Still, specialty aromatic rices — which include Jasmine and basmati-types — comprise only about 1 percent of the overall U.S. rice production.
Much of the jasmine imported into the United States is purchased by Southeast Asian immigrants or Asian Americans who grew up eating rice at least three times per day, says Mike Martin, co-owner of Martin Rice Co. in Bernie, Missouri. They don’t buy it in 1- or 2-pound bags but instead in 25-plus pound sacks. As a result, most of the jasmine he sells is in 50-pound sacks.
Over the roughly 18 years he has been growing jasmine, Martin says he has had Thai immigrants now living in the United States visit the family farm.
“‘This takes me back to my childhood and running through the farms as a child,’” Martin says they told him. “They may want to buy something that says ‘product of Thailand’ because it reminds them of home.”
Some of the other marketing challenges are based on perception, he says.
“It’s pretty hard to change in the consumer’s mind,” he says. “To be jasmine, they think it has to come from Thailand. So we have to go back to basic marketing and figure out how do we differentiate ourselves? That’s the tough hurdle to jump. It’s a battle we’ll continue to fight.”
He likens it to his experiences with Arborio rice. Although his family could produce the specialty rice that independent third parties judged to be as good or better than Italian product, he says buyers and consumers still believed that only Italy can produce quality Arborio.
The first step in swaying traditional jasmine consumers is to have them try U.S.-grown jasmine, Martin says.
With lower costs of production in Southeast Asia, imported jasmine frequently comes in at bargain prices. To capture even part of the market, he says U.S. producers will have to provide consumers more value — in the form of better quality and food safety — for their dollar.
Taking baby steps
Jimmy Hoppe, a Fenton, Louisiana, producer who has been growing and packaging jasmine-type varieties since the 1980s, has seen the quality of university aromatic varietal releases improve over time. With the proper growing practices and drying programs, U.S.-grown jasmine is very similar to that of imports, he says.
“With the development of Jazzman II, certainly we have an opportunity not only here,” says Hoppe, referring to the variety released by the Louisiana State University AgCenter. “Arkansas is working on one, and California is working on a variety that has jasmine characteristics. It’s a wide-open market, but we have to make some inroads.”
As an example, he cites the success of Jazzmen Rice, a New Orleans company that brands and markets LSU-developed Jazzman varieties.
Hoppe says he remains upbeat, especially with changing tastes as the fourth, fifth and sixth generations of original Southeast Asian immigrants now are entering the buying sector.

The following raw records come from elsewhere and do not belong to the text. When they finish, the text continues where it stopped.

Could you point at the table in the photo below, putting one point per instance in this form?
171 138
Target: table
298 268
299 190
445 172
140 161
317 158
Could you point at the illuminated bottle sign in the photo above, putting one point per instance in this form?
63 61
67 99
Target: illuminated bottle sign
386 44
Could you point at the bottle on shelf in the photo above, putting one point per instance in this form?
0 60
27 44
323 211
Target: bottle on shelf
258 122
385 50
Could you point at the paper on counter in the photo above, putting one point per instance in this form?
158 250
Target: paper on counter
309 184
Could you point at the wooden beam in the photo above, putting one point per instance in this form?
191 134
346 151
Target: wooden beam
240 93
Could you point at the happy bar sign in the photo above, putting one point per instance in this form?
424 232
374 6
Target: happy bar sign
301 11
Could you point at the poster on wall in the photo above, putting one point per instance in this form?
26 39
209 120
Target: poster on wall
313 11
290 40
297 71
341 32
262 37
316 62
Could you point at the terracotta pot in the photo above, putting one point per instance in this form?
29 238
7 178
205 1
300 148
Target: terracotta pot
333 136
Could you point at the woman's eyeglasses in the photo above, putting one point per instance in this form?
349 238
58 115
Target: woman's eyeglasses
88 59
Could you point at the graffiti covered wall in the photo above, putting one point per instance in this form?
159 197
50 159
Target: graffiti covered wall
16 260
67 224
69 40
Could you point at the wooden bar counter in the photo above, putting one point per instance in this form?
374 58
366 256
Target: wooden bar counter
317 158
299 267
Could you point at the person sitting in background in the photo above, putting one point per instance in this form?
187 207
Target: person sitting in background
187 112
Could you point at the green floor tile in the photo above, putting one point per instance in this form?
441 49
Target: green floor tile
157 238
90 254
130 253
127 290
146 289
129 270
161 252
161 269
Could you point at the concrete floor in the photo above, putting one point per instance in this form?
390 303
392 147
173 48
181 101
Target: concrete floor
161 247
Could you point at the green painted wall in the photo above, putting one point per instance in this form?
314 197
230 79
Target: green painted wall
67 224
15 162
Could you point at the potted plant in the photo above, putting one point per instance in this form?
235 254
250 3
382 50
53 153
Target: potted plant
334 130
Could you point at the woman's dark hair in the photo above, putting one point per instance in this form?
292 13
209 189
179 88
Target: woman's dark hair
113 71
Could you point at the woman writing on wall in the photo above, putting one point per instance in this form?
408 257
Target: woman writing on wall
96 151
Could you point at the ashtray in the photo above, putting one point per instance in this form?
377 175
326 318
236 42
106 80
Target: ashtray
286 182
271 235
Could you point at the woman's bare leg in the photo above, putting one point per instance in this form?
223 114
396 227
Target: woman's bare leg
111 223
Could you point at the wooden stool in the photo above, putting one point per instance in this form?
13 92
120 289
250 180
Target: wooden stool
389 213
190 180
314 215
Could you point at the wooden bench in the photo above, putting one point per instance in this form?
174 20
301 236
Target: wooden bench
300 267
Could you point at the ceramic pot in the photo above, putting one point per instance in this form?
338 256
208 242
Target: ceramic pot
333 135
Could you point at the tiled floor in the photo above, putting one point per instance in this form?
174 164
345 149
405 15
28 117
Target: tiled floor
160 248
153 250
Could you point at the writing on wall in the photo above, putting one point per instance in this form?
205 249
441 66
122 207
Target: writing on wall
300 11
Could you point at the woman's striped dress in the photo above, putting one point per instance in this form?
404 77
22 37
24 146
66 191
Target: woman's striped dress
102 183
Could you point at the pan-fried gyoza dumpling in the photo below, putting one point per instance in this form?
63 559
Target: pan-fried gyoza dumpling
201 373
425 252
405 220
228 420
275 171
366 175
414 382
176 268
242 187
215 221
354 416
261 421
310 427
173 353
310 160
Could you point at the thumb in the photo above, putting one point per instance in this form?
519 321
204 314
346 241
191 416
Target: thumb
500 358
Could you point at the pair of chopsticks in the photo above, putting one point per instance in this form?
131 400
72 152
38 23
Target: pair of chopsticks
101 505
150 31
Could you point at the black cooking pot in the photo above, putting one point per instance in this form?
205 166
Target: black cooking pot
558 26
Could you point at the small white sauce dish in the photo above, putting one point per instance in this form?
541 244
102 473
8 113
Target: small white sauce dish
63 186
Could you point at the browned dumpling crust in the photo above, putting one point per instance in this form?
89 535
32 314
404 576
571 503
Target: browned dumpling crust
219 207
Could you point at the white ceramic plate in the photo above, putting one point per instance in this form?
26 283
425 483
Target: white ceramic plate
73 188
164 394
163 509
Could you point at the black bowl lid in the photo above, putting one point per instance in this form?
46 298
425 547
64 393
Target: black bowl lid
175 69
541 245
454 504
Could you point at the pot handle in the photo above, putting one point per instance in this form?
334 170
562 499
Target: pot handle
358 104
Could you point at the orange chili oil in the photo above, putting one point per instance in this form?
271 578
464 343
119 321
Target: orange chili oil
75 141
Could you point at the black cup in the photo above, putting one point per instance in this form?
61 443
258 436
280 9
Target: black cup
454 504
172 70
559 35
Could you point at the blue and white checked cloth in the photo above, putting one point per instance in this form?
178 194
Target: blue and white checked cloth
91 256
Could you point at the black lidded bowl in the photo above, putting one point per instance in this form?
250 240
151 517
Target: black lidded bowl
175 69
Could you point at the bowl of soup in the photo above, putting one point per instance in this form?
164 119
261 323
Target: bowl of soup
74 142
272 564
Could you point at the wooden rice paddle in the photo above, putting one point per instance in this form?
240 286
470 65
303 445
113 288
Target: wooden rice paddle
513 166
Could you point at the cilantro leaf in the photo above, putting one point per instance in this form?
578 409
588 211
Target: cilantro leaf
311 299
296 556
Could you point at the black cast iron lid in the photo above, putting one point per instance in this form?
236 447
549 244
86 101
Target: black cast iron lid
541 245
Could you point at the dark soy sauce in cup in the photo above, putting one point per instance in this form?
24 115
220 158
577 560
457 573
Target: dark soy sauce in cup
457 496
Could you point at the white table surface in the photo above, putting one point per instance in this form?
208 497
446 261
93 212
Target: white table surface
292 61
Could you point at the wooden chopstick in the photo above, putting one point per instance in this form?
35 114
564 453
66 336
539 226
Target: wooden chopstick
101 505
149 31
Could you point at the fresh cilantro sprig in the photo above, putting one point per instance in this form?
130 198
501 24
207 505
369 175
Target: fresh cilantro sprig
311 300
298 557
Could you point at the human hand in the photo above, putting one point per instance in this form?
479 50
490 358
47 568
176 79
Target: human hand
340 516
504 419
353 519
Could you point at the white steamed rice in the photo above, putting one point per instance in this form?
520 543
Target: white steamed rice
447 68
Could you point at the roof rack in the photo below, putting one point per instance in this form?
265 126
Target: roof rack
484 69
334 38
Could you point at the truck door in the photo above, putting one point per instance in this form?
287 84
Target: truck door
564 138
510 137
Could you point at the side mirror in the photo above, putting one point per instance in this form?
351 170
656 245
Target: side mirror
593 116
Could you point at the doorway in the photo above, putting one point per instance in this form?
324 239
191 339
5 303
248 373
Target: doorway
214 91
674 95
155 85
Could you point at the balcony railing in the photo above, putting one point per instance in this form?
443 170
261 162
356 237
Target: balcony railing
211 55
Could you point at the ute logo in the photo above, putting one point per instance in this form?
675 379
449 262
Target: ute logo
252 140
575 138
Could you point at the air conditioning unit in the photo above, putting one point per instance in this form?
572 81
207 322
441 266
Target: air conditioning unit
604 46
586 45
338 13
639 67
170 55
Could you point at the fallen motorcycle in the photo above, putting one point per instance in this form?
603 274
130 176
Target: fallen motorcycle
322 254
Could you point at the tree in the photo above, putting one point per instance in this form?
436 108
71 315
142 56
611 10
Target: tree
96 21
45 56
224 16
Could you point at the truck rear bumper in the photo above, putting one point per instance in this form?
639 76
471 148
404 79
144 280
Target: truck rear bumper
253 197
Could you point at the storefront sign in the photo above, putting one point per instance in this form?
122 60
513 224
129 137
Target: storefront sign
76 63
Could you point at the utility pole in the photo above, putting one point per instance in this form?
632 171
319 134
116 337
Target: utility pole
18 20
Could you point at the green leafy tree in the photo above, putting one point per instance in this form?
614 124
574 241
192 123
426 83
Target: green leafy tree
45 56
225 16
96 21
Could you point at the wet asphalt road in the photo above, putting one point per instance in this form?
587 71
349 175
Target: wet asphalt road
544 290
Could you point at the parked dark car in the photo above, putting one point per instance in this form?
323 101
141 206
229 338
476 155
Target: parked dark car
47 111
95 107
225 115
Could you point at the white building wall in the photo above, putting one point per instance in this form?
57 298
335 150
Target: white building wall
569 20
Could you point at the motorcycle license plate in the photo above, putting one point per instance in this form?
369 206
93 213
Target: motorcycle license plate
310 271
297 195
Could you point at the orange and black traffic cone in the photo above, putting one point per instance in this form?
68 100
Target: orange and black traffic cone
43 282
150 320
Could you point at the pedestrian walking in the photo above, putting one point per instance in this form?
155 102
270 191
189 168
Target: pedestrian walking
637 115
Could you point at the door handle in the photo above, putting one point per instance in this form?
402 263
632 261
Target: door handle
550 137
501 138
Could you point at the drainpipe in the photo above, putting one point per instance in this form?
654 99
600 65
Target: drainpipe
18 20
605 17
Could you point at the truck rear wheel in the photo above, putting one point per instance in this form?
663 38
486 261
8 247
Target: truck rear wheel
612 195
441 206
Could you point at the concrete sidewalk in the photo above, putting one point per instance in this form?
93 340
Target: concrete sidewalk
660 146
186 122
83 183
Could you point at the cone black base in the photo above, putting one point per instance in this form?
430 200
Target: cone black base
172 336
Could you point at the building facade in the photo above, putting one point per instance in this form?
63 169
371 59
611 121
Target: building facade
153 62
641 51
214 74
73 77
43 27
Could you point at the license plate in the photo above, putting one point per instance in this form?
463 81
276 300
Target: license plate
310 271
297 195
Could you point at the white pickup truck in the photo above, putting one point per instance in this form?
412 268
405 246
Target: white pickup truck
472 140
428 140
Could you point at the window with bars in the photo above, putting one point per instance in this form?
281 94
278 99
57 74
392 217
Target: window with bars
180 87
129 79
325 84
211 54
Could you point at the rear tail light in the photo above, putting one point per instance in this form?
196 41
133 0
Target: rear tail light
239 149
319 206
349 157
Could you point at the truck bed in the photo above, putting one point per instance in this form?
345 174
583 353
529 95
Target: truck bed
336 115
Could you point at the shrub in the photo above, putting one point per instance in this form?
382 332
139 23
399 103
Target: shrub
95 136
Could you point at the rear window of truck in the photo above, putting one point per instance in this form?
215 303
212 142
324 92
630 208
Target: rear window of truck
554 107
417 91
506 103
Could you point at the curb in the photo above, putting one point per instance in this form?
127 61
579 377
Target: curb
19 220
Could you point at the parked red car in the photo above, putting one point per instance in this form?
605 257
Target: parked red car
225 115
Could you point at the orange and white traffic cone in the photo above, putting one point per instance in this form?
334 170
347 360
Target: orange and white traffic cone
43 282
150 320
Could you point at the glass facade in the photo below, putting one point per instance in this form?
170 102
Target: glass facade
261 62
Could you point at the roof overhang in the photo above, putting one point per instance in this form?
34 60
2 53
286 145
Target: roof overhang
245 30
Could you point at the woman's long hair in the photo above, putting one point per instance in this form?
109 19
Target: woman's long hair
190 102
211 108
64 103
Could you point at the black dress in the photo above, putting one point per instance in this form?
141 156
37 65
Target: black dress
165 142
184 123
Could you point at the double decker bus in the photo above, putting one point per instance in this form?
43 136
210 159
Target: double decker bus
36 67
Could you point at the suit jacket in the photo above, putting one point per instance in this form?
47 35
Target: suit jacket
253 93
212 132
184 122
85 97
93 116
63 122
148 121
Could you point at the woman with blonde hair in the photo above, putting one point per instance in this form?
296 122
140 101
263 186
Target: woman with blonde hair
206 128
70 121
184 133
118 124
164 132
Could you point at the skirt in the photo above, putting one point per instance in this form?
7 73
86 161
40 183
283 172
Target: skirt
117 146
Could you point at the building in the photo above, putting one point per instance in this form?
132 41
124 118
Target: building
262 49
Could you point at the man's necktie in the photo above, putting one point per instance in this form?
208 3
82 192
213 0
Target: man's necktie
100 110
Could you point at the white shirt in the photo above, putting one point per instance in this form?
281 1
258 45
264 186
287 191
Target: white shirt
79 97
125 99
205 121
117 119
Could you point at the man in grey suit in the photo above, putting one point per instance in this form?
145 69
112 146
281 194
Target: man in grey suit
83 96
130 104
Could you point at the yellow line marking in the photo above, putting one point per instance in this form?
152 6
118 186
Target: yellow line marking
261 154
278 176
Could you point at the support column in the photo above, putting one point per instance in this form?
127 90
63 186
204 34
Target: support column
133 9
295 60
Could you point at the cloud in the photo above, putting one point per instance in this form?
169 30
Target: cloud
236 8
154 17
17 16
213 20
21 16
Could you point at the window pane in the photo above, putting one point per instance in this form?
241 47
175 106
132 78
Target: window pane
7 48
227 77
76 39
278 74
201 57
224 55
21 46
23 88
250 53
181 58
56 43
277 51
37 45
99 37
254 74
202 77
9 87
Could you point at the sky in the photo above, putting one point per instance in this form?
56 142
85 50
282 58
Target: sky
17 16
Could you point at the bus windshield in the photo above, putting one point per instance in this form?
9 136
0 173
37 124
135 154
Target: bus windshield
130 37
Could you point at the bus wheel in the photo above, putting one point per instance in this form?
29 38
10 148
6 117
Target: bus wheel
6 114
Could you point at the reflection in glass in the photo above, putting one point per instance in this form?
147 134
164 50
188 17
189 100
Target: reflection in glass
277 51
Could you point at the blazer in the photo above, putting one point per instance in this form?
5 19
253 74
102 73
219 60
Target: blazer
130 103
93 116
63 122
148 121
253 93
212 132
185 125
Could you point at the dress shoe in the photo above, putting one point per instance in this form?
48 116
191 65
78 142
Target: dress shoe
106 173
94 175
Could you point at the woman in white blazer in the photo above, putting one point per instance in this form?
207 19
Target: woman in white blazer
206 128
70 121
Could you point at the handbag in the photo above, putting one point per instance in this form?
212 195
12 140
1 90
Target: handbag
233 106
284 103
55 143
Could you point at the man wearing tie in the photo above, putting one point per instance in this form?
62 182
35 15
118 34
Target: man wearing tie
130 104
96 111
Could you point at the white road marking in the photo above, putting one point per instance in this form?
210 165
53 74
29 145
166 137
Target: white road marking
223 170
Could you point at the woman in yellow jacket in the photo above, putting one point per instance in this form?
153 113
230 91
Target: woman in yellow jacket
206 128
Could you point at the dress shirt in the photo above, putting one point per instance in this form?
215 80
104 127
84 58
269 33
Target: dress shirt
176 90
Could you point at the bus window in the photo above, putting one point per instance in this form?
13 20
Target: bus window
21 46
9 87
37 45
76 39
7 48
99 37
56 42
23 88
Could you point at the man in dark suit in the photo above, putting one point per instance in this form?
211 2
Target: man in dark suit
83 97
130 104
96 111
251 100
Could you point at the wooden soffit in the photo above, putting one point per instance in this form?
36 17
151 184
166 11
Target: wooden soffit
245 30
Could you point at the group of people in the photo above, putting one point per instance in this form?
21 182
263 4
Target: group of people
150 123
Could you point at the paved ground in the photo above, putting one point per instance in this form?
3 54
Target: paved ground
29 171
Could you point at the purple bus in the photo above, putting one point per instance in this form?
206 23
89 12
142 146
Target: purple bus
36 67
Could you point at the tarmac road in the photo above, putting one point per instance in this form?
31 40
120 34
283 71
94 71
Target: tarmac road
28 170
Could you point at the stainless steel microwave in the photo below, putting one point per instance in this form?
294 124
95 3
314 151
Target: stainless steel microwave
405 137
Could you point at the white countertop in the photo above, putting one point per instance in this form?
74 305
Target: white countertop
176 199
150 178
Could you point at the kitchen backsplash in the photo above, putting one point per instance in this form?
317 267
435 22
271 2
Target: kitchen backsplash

“With these generations as we get further away from their origin, I think we have an opportunity to make more of an impact,” he says. “My little business continues to grow, and I just think there’s an opportunity for it to grow a lot bigger.
But it takes time and money. In the last five years, the market has continued to grow. I continue to move rice, and there are more and more people who get it.”
The evolution won’t happen overnight, either. Martin says he’d be happy if the U.S. industry could take away even 100,000 metric tons from the imported jasmine market.
Zaunbrecher, who plans to plant the new Clearfield jasmine this season, says the industry also has to continue to educate consumers.
“I think the critical thing for us is to put the whole story behind the U.S. farmers — it’s U.S. grown and connects us to the U.S. farmer,” he says.